Kyiv did not confirm or deny the claims, made by officials in Moscow and the country’s influential military bloggers, but did caution against Russian misinformation.
It was not immediately clear if this marked the beginning of the major counteroffensive that Kyiv has been preparing for months to reclaim land occupied since last February’s invasion.
The Russian defense ministry said in an overnight statement that Ukrainian ground forces had launched “a large-scale offensive” at five areas in the Donetsk region in eastern Ukraine late Sunday.
Ukraine used two brigades of its “strategic reserves” in the attack, with six mechanized and two tank battalions involved, the ministry said. It added that Ukraine had lost more than 250 troops, as well as 16 tanks and other equipment.
“The enemy’s goal was to break through Russia’s defenses in what it considered to be the most vulnerable area of the front,” the statement said. “The enemy was unsuccessful in achieving its goals.”
NBC News has not verified the claims.
Russia claimed a rare victory in the area last month after seizing the battered city of Bakhmut, but the front lines have otherwise remained largely static for months. It has long been speculated that Donetsk — which together with neighboring Luhansk forms the Donbas region annexed by the Kremlin — would be a target for the Ukrainian counteroffensive.
There was no immediate reaction from the Ukrainian government or top officials, but the strategic communications branch of the country’s armed forces cautioned against alleged Russian misinformation.
“To demoralize Ukrainians and mislead the community (including their own population), Russian propagandists will spread false information about the counteroffensive, its directions, and the losses of the Ukrainian army,” it said.

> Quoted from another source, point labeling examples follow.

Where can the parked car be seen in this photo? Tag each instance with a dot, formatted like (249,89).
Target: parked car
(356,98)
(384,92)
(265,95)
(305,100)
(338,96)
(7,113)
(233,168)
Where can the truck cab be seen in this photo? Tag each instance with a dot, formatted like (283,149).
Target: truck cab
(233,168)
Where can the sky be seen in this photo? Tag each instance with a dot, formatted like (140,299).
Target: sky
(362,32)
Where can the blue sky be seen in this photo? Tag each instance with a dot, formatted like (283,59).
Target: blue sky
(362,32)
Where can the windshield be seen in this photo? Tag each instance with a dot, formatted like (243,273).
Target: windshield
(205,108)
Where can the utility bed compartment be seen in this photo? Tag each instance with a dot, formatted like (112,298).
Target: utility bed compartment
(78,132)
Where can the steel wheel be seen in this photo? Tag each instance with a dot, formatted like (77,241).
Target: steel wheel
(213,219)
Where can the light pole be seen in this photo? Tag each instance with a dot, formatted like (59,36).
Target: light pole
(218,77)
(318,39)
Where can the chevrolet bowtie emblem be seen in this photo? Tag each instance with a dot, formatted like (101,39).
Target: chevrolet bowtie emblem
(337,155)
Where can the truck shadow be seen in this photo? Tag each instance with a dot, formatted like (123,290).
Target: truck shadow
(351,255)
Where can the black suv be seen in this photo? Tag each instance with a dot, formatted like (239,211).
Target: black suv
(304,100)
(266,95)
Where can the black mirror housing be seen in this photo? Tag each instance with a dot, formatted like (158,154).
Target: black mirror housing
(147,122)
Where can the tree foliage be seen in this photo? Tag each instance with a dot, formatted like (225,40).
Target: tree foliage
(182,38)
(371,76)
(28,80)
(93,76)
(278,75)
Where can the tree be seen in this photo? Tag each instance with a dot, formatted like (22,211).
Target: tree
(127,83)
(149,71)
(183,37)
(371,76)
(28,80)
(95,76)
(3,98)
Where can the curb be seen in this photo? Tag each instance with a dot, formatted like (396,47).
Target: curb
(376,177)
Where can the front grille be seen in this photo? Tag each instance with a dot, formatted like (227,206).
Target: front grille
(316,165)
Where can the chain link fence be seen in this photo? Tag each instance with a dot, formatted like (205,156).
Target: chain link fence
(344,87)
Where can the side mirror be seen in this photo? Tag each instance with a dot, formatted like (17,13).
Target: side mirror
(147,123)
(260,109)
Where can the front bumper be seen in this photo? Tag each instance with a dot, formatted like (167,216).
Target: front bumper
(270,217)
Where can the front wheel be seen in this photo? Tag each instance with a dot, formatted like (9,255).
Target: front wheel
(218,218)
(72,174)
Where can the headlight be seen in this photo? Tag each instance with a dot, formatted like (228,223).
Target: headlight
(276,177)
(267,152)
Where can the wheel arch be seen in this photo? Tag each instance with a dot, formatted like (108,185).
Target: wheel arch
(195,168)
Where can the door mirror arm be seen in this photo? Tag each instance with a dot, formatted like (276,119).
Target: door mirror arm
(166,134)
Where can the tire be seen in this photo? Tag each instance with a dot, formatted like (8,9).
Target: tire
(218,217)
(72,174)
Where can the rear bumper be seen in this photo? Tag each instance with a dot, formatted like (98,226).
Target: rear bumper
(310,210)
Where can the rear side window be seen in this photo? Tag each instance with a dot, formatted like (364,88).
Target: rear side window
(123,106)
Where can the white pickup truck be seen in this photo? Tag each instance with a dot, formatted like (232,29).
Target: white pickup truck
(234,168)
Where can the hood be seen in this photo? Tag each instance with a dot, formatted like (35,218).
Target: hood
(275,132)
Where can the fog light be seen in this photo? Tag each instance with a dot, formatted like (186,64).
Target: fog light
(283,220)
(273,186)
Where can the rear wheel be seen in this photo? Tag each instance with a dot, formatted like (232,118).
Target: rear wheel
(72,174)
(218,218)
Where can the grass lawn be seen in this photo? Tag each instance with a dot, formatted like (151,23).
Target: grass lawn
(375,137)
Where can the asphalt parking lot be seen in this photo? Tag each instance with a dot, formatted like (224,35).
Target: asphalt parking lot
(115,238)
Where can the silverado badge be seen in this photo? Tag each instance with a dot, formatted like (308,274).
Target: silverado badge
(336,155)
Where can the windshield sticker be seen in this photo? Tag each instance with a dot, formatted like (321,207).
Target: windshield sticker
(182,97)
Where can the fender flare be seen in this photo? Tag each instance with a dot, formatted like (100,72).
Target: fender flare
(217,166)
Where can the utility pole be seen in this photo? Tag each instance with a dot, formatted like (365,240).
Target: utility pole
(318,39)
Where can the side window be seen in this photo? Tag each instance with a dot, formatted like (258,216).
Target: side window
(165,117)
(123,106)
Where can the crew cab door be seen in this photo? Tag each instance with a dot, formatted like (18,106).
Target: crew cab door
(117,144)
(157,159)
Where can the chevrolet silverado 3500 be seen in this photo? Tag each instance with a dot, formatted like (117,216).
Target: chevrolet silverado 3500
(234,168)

But while Russia’s defense ministry claimed to have repelled the Ukrainian attacks, some war correspondents and military bloggers — increasingly influential sources of information since the invasion — described new attacks Monday and suggested some may be succeeding.
Alexander Kots, military correspondent with the pro-Kremlin newspaper Komsomolskaya Pravda, reported “active battles” in two directions early Monday near the Donetsk town of Vuhledar as well as Bakhmut, which Russia recently claimed.
It appeared Kyiv had not yet moved its main forces into the battle, and could introduce them in a completely different area, Kots added.
Prominent Russian military blogger Semyon Pegov, who blogs under the name War Gonzo, said Ukrainian forces were advancing near the village of Novodonetske, north of Vuhledar, and managed to move more than a mile into Russian-controlled territory.
“There is a tough fight going on,” he said, adding that Ukraine was moving reserve units toward the village.
Vladimir Rogov, a Russian-installed official in the southern region of Zaporizhzhia, said that fighting had resumed Monday after he reported an attempted Ukrainian breakthrough through near the regional border with Donetsk a day earlier.
Rogov said Ukraine had thrown “even greater forces into the attack than yesterday, approaching the attempt to break through on a larger scale and in an organized manner. There is a fight.”
For months, speculation has been building around when and where Kyiv would launch a broad counteroffensive. Ukrainian officials, including President Volodymyr Zelenskyy, have been careful not to give out any details, but continued to claim a counteroffensive was coming in the near future.
Some military analysts told NBC News on Monday that it was too early to judge whether the attacks reported by the Russians were, in fact, the beginning of a major counteroffensive.
Whenever it does come, the Ukrainian thrust could prove a decisive moment in its bid to repel the Russians and show the world it has put to good use the billions of dollars in military aid supplied by its Western allies.